Feature

Beyond the Churches

Jefferson High School & SEI

By Aaron Scott February 17, 2012 Published in the March 2012 issue of Portland Monthly

EVER SINCE African Americans’ Portland numbers grew from dozens to hundreds in the 1860s, churches and private social clubs like the Elks have served as the primary pillars of the community. But in a city where the black population has never topped more than 8 percent and black elected officials have been a rarity, no public institution has played a similar role—except Jefferson High School.

“Jefferson has always symbolically been the black community’s school and its anchor,” says Lolenzo Poe, Portland Public Schools’ chief equity officer. “Whenever there’s a threat to Jefferson, it impacts the community.”

Last year, just such a threat may have transformed Jefferson—or as it’s known to many, “Jeff”—into an even brighter beacon for the increasingly dispersed black community.

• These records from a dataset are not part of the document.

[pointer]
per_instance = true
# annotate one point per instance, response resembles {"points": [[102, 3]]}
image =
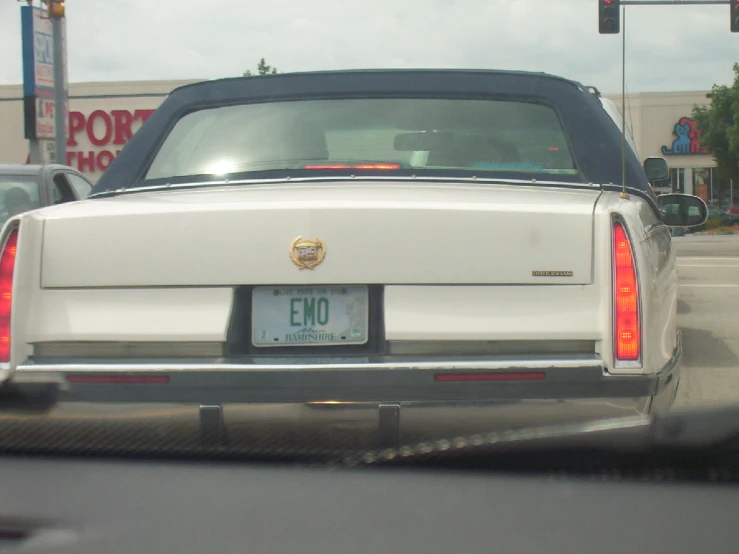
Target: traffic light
{"points": [[609, 17], [55, 8]]}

In 2010, the PPS board voted to shut down Jeff. A coalition of community groups led by civic activist and educator Tony Hopson Sr. struck a deal: remake the failing school in collaboration with Hopson, the founder of one of the city’s great success stories, Self Enhancement Inc (SEI).

Started in 1981 as a one-week basketball summer camp, SEI has grown into a $12 million organization with its own iconic modern building built in 1997 in North Portland’s once-gang-ruled Unthank Park. The operation provides almost 1,200 at-risk youth, mostly black, with “wraparound” support: after-school and summer programs, tutoring, social services, meals, and an assigned coordinator who is available 24 hours a day. The result: an incredible 98 percent high school graduation rate, with some 85 percent going on to postsecondary education.

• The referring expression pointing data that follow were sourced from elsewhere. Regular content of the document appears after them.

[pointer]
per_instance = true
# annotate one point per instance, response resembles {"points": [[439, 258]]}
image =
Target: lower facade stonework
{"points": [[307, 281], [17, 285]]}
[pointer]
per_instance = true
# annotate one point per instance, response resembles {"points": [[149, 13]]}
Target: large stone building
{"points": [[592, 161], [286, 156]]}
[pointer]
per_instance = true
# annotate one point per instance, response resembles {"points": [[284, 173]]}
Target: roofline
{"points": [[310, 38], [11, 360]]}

Now SEI is taking on Jefferson. Under a new program, the Middle College for Advanced Studies, Jeff students can take classes at PCC’s nearby Cascade Campus with the possibility of earning a year of college credit and continuing on at the University of Oregon, tuition free.

Starting last fall, SEI began supporting each incoming freshman class with its services, with plans to continue until it reaches every student at Jefferson. “SEI helped me through some difficult stages—they’re like a family,” says junior Jamartae Brown. He’s been with the organization since second grade and, just as many in his community now commute to church, Brown travels to both Jeff and SEI from his new home in deep Southeast. His B-average, his slowly mending relationship with his father, and his goal to be the first in his family to go to college—he attributes all to SEI. “I’m not only a better student, but a better person.”

It’s too early to tell if SEI can budge Jefferson past its current 50 percent graduation rate, much less remain an enduring rallying point for Portland’s ever-more-diffuse African American community. But Hopson is already looking ahead. “Not only do you now have the opportunity to turn a kid around, you have the possibility of turning a school around,” says Hopson. “Then you do the same thing at other schools,” he adds, looking to Roosevelt, Madison, and beyond.